22C:21: Computer Science II: Data Structures

Problem Set 10. Posted 4/7


Notes: Of the three problems given below, one will be solved by the TAs in next week's discussion section, you will have to solve one in class, and the remaining problem is due in the lecture on Friday, 4/14.

  1. The recursive solution to the Towers of Hanoi problem (discussed in class) is given here. Translate the recursive function TowersOfHanoi that you see here into an iterative function, by explicitly using a stack to simulate the recursion. Start with Lafore's implementation of the Stack class and modify it to so that each item in the stack is an activation record. Recall that an activation record for our simulation of fibonacci consisted of two fields: n and count. For this problem, some additional fields are needed, but the overall idea and code are similar to what we used in our simulation of fibonacci.

  2. This problem asks you to illustrate how depth first traversal works on the graph given below.
    Assume that a depth first traversal is started on the above graph with source A. Further assume that in the adjacency list representation of the graph, each adjacency list contains vertices in alphabetical order. List vertices in the order in which they are visited by the depth first traversal. Show the depth first tree that is constructed.

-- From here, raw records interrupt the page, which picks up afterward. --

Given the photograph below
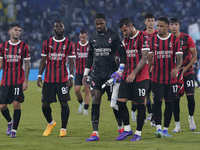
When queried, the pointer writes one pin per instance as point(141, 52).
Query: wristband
point(71, 76)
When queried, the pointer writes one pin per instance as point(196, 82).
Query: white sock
point(97, 133)
point(138, 132)
point(165, 128)
point(177, 125)
point(127, 128)
point(158, 127)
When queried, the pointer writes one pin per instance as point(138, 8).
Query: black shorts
point(78, 79)
point(166, 91)
point(149, 89)
point(8, 94)
point(135, 91)
point(189, 83)
point(96, 83)
point(49, 91)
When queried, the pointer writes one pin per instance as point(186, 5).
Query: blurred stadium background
point(36, 18)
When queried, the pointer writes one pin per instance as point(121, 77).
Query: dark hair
point(83, 32)
point(164, 19)
point(147, 16)
point(173, 20)
point(100, 16)
point(14, 25)
point(125, 21)
point(58, 21)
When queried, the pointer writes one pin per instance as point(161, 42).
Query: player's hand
point(39, 81)
point(117, 76)
point(70, 82)
point(84, 81)
point(130, 78)
point(174, 72)
point(25, 85)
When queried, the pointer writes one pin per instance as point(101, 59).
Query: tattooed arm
point(140, 65)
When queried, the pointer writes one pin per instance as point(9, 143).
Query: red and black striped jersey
point(152, 34)
point(134, 47)
point(81, 51)
point(56, 52)
point(164, 58)
point(13, 55)
point(186, 44)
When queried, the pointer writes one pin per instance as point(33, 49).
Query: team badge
point(109, 40)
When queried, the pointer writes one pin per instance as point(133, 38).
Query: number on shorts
point(175, 88)
point(190, 83)
point(141, 92)
point(64, 90)
point(16, 91)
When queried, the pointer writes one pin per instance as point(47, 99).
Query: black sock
point(47, 114)
point(140, 116)
point(95, 116)
point(149, 110)
point(191, 104)
point(16, 118)
point(86, 106)
point(168, 113)
point(176, 110)
point(157, 111)
point(133, 108)
point(117, 117)
point(123, 111)
point(6, 115)
point(64, 115)
point(80, 101)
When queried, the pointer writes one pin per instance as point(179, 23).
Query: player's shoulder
point(183, 34)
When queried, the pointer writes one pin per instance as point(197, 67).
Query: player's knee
point(3, 107)
point(63, 104)
point(45, 105)
point(16, 105)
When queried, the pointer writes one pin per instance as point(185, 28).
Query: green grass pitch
point(33, 124)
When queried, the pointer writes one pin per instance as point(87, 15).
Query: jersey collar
point(83, 44)
point(14, 43)
point(134, 35)
point(164, 38)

  3. This problem asks you to perform experiments to get a better sense of the running time of the quick sort function. The quick sort code discussed in class is posted here. Derive two versions of the quick sort from this code. In the first version, the partition function simply picks the first element of the given array as the pivot. In the second version, the partition function randomly picks an element of the given array as the pivot. We will call this version, randomized quick sort. You are required to run quick sort and randomized quick sort of input arrays generated as follows.

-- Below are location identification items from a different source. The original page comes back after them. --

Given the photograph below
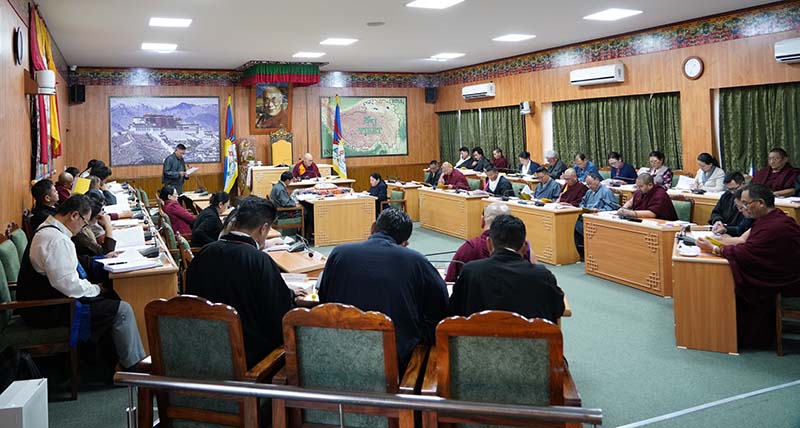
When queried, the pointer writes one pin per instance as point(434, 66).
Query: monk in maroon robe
point(650, 201)
point(763, 265)
point(779, 176)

    For each value of n generate an array of size n called randomList, with integers in the range 1 through n, chosen randomly. It is okay for this array to contain duplicates. Run quick sort and randomized quick sort on randomList and record the running times of these functions. Then take the sorted version of randomList, reverse it, and create another array of elements, called reverseList. Run quick sort and randomized quick sort on reverseList and record the running times of these functions. Repeat this 10 times (for the same value of n) and compute average running times. You should have 4 average running times: (i) quick sort on randomList, (ii) randomized quick sort on randomList, (iii) quick sort on reverseList, and (iv) randomized quick sort on reverseList.

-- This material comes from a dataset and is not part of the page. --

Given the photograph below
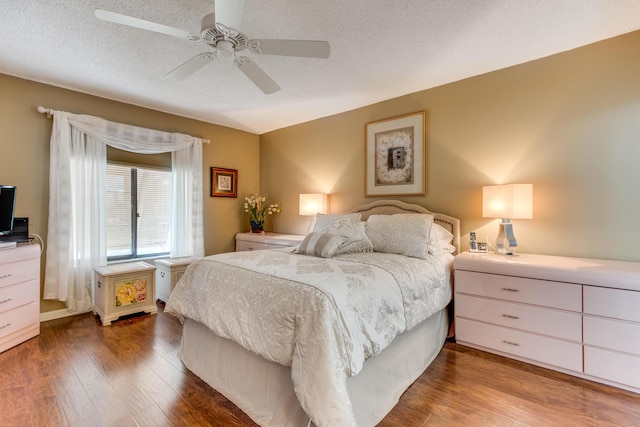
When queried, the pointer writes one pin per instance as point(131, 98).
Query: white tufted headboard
point(390, 207)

    Finally, repeat this for values of n equal to 10000, 11000, 12000, ..., 19000. Produce 4 plots, each with n on the x-axis and average running time on the y-axis. Comment on your plots, indicating whether they correspond to theoretical predictions. (1) Use partition with no trick. Generate (a) random input and (b) input sorted in reverse order. Run quick sort, time, and explain results. (2) Use partition with randomization. Generate (a) random input and (b) input sorted in reverse order. Run quick sort, time, and explain results.